FF_Lab_1

Task 1

#1- Identify, and list here, what aesthetics are being used and which variables are being mapped to each aesthetic.
Aesthetics:

  • X/Y Position – Life expectancy on y-axis, income on the x-axis
  • Color – World Regions
  • Size – Country Population
  • Texts (Annotations) – year of which this data is from (2010 on the back)and also the income levels on top

#2- Import the q1data.csv dataset.

# Importing q1data
import pandas as pd
df = pd.read_csv('C:/Users/Fernando Fonseca/Documents/Cal_Poly/Grad_school/Fall/GSB_544/Data/q1data.csv')
df = df.dropna(subset = ['four_regions'])

3- Recreate the plot as best you can using plotnine.

from plotnine import *

#creatinng data frame for geom_text

dflabel = pd.DataFrame({
    'x': [8000, 1100, 2400,4000,7950,15000,25000,42000,500,32000],
    'y': [45, 90,90,90,90,90,90,90, 85, 20],
    'text': ['2010','INCOME LEVEL 1', '◆', 'LEVEL 2','◆', 'LEVEL 3','◆', 'LEVEL 4','years', 'per person (GDP/capita, PPPS inflation-adjusted)'],

})

#creating custom colors for scale_fill_manual based on variable four_regions
custom_colors = {
    'asia': 'red',
    'europe': 'yellow',
    'africa': 'cyan',
    'americas': 'springgreen',

}

# Recreating the plot
plot=(ggplot(df,
             aes(x='income', y='life_exp')
             )
        + geom_text(data=dflabel, mapping=aes(label = 'text', x='x', y='y'), color = 'lightgray', size = [200, 12,12,12,12,12,12,12,10,10], angle=[0, 0, 0, 0, 0, 0, 0, 0, 90,0])
        + geom_point(aes(fill='four_regions', size='population'), na_rm=True, alpha=.85)
        + xlab ('Income')
        + ylab ('Life Expectancy')
        + scale_x_continuous(trans = 'log2', breaks =[600,1000,2000,4000,8000,16000,32000,64000], labels = ['500','1000','2000','4000','8000','16k','32k','64k'])
        + scale_y_continuous(limits=(20,90), breaks=(20,30,40,50,60,70,80,90))
        + scale_fill_manual (values=custom_colors)
        + scale_size(range=(1,30))
        + theme_bw()
        + theme(figure_size=(11, 5))
)

print(plot)

4- What other geometries could you use here besides geom_point? Provide an actual plot of another geometry being used here and why it’s good or bad for visualizing these data.
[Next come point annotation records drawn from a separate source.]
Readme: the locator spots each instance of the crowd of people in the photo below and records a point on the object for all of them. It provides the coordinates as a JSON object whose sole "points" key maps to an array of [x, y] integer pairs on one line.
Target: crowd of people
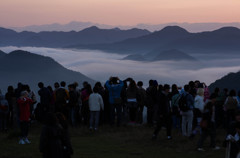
{"points": [[191, 110]]}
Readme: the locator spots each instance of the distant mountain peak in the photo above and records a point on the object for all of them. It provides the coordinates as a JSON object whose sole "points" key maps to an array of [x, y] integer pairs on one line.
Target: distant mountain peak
{"points": [[173, 29], [92, 28], [228, 29]]}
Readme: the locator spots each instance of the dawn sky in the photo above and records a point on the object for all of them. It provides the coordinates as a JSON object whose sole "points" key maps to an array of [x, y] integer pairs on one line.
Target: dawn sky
{"points": [[117, 12]]}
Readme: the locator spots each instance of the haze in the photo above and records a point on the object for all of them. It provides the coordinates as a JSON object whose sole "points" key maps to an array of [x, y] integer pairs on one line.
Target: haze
{"points": [[100, 65], [117, 12]]}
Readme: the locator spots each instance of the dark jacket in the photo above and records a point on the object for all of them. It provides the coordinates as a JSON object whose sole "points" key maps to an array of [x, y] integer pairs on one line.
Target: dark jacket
{"points": [[164, 104], [45, 96]]}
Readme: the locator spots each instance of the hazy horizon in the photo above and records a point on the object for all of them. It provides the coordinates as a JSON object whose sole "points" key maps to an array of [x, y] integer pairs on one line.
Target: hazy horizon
{"points": [[100, 66], [27, 12]]}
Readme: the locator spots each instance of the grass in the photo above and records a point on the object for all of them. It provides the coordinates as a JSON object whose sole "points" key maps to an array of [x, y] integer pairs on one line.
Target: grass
{"points": [[109, 142]]}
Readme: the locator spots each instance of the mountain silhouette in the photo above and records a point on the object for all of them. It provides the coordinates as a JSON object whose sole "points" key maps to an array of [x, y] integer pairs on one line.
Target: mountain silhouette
{"points": [[90, 35], [2, 53], [230, 81], [174, 37], [174, 55], [28, 68]]}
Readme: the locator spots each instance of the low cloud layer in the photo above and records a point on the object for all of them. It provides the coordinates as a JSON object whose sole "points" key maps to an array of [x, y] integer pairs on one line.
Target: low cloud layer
{"points": [[99, 65]]}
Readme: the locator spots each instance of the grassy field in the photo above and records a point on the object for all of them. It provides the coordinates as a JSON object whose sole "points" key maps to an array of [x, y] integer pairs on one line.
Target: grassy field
{"points": [[113, 142]]}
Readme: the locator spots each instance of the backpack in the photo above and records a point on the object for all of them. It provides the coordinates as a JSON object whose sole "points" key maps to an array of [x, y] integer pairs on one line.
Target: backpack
{"points": [[182, 103]]}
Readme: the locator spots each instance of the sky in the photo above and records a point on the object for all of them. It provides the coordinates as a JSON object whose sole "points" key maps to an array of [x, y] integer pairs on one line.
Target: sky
{"points": [[100, 66], [18, 13]]}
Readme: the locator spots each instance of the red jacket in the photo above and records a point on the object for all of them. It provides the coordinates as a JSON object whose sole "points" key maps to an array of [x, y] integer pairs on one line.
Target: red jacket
{"points": [[24, 108]]}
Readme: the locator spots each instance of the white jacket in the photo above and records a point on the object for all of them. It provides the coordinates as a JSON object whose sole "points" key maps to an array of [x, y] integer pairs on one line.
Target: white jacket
{"points": [[95, 102]]}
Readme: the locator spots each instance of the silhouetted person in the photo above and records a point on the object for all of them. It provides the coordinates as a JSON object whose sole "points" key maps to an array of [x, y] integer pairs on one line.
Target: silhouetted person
{"points": [[164, 113], [45, 98]]}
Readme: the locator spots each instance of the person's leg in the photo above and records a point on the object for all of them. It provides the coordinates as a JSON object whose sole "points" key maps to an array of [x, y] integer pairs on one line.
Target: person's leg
{"points": [[150, 115], [184, 124], [97, 117], [202, 138], [119, 114], [190, 122], [112, 114], [158, 127], [213, 135], [91, 119], [169, 125]]}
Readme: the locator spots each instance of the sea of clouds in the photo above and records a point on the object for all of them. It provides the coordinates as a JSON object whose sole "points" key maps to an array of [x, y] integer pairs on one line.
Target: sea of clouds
{"points": [[100, 65]]}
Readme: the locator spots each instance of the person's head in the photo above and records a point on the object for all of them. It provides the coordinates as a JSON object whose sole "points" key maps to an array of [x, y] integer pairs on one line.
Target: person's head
{"points": [[71, 87], [191, 84], [216, 90], [27, 88], [213, 97], [24, 94], [166, 88], [56, 85], [95, 89], [200, 91], [40, 85], [186, 88], [89, 88], [237, 127], [75, 84], [50, 88], [98, 84], [85, 83], [155, 83], [19, 85], [150, 82], [114, 80], [196, 83], [140, 84], [63, 84], [174, 88], [10, 89], [237, 116], [50, 119], [132, 84], [232, 93], [160, 88]]}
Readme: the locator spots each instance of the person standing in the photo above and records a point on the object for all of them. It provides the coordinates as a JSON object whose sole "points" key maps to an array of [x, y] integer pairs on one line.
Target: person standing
{"points": [[208, 124], [45, 98], [24, 104], [187, 114], [164, 113], [95, 105], [114, 86]]}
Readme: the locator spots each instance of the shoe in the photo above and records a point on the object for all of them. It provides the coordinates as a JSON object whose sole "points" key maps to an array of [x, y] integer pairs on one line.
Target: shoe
{"points": [[21, 141], [200, 149], [27, 141], [216, 148]]}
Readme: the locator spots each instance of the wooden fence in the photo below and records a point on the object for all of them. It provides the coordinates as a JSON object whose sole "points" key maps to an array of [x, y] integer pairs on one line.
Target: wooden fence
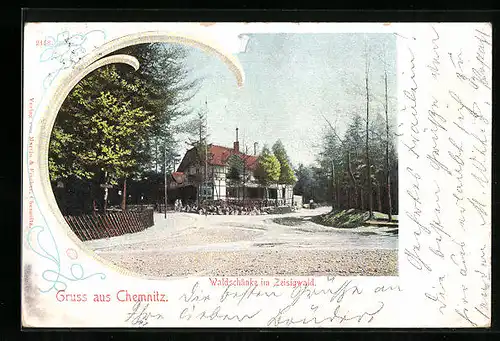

You could use Box plot to represent this data, but you would only be able to do one variable at a time. You could also use violin plot or a density plot. All of those would need separate graphs for each numeric variable. The example i provided below is using a violin plot. I have three plots, one for life expectancy, one for population and one for income, all divided by the country world region. I would say these graphs would be good if you are interested in comparing each region to each other for just one of the variables, but the bubble graph shows us a better representation since we can compare all of those at the same time.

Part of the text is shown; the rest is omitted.